Lessons learned from using a holistic, agency-based theoretical lens to understand the research process: understanding how agency influences health promotion research

Participation takes multiple forms: There is a tendency to approach CBPR with a rigid, structured vision of what participation looks like. Our experience follows that of Ponic and Frisby (2010) who found that participants may make decisions that do not fit with the vision of the researchers. It is important to create diverse mechanisms for participation (a SP Team, individual input conveyed to the project coordinator, project champions, train-the-trainer events, etc.). The value of fluid structure and flexible roles of principal stakeholders: A fluid structure for implementing research and flexibility for incorporating stakeholder roles can allow an intervention to better reflect the needs of participants and the realities of the research context, in the long run making the intervention more appropriate, valuable, and successful.
The importance of intangibles: Individuals at all levels of the process (project team members, teachers, principals, community members, DOH staff), especially those with charismatic personalities or those in positions of leadership, can have an exaggerated influence on the process and the outcomes of health promotion—both positively and negatively.
The key role of stakeholder agency: The data presented here demonstrate the extent to which stakeholders actively and passively transform both the research context and the research itself in both direct and indirect ways. This fact is often treated as an artifact of the research rather than acknowledged, accounted for or embraced.
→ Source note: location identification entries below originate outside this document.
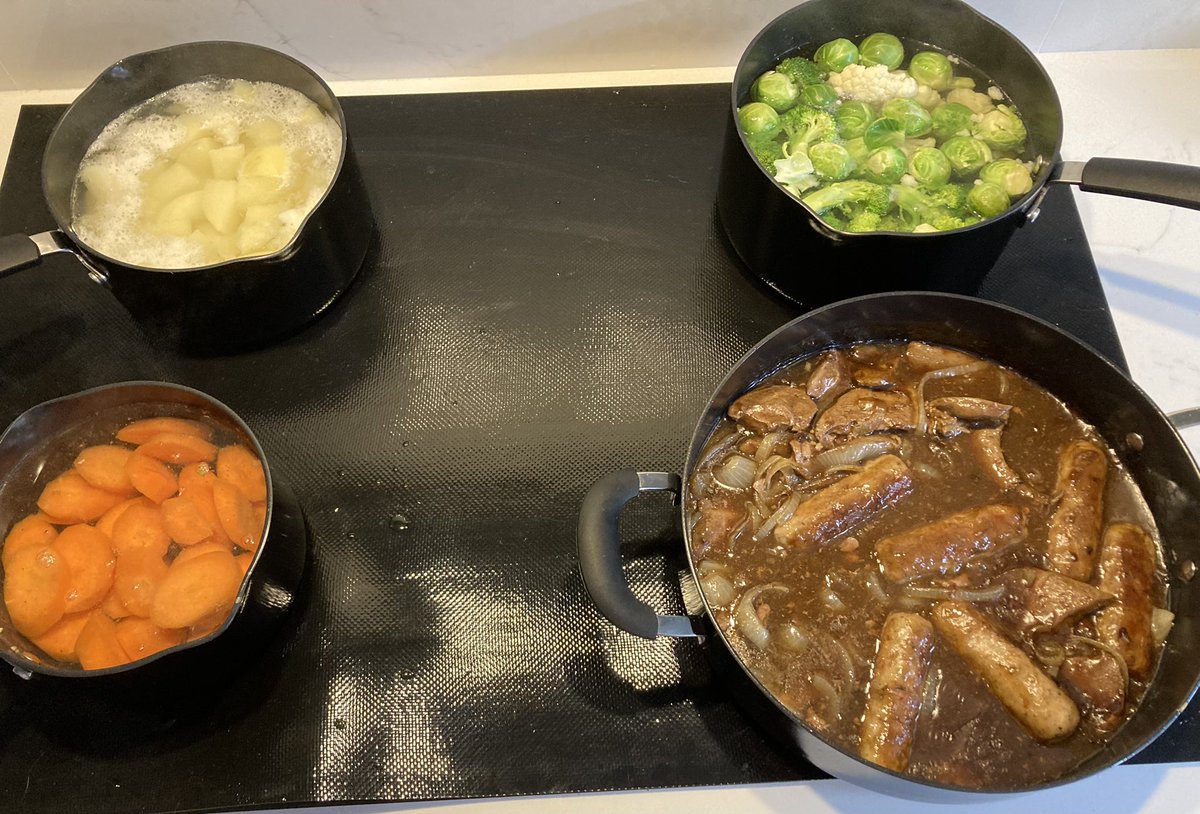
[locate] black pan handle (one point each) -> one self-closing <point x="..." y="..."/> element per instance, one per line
<point x="1149" y="180"/>
<point x="17" y="252"/>
<point x="599" y="542"/>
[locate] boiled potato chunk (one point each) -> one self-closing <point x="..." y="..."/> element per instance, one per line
<point x="220" y="204"/>
<point x="226" y="161"/>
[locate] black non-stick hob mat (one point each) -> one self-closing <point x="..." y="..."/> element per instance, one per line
<point x="550" y="299"/>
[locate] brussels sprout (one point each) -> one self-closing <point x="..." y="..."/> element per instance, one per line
<point x="886" y="165"/>
<point x="930" y="167"/>
<point x="774" y="89"/>
<point x="988" y="199"/>
<point x="881" y="49"/>
<point x="835" y="54"/>
<point x="978" y="102"/>
<point x="857" y="149"/>
<point x="931" y="69"/>
<point x="1002" y="129"/>
<point x="951" y="119"/>
<point x="1009" y="174"/>
<point x="832" y="161"/>
<point x="966" y="155"/>
<point x="852" y="118"/>
<point x="917" y="121"/>
<point x="759" y="120"/>
<point x="822" y="96"/>
<point x="882" y="132"/>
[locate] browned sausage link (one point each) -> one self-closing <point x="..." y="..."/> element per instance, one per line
<point x="847" y="503"/>
<point x="898" y="682"/>
<point x="1031" y="695"/>
<point x="1074" y="533"/>
<point x="945" y="545"/>
<point x="1127" y="572"/>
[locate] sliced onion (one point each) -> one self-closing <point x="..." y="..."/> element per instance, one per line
<point x="735" y="473"/>
<point x="856" y="452"/>
<point x="1161" y="621"/>
<point x="745" y="615"/>
<point x="781" y="515"/>
<point x="945" y="372"/>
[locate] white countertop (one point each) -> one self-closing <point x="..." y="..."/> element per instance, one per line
<point x="1135" y="105"/>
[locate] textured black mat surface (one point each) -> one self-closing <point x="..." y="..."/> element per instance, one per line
<point x="550" y="299"/>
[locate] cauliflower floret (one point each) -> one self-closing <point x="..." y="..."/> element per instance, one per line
<point x="874" y="84"/>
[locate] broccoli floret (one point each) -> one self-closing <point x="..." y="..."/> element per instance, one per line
<point x="767" y="151"/>
<point x="801" y="71"/>
<point x="808" y="125"/>
<point x="873" y="197"/>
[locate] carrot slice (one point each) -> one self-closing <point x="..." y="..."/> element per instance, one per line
<point x="35" y="588"/>
<point x="90" y="560"/>
<point x="103" y="467"/>
<point x="239" y="466"/>
<point x="196" y="484"/>
<point x="33" y="530"/>
<point x="138" y="576"/>
<point x="138" y="432"/>
<point x="185" y="521"/>
<point x="59" y="642"/>
<point x="108" y="519"/>
<point x="141" y="527"/>
<point x="142" y="638"/>
<point x="196" y="588"/>
<point x="151" y="477"/>
<point x="237" y="514"/>
<point x="97" y="646"/>
<point x="199" y="550"/>
<point x="72" y="500"/>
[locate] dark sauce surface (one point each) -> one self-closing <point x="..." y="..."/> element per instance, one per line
<point x="834" y="597"/>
The significance of context: Social and cultural dynamics impact the research process itself and cannot be seen merely as something external that exists to be transformed or changed, a common underlying assumption in health research.
The need for an Integrated/recursive conceptual framework: Our analysis demonstrates that we need to take a broader view of the research process in order to develop a more comprehensive understanding of community health. This analysis demonstrates a perspective on the research itself and on the nature of the outcomes that would not have emerged with a project-specific, non-theoretical approach.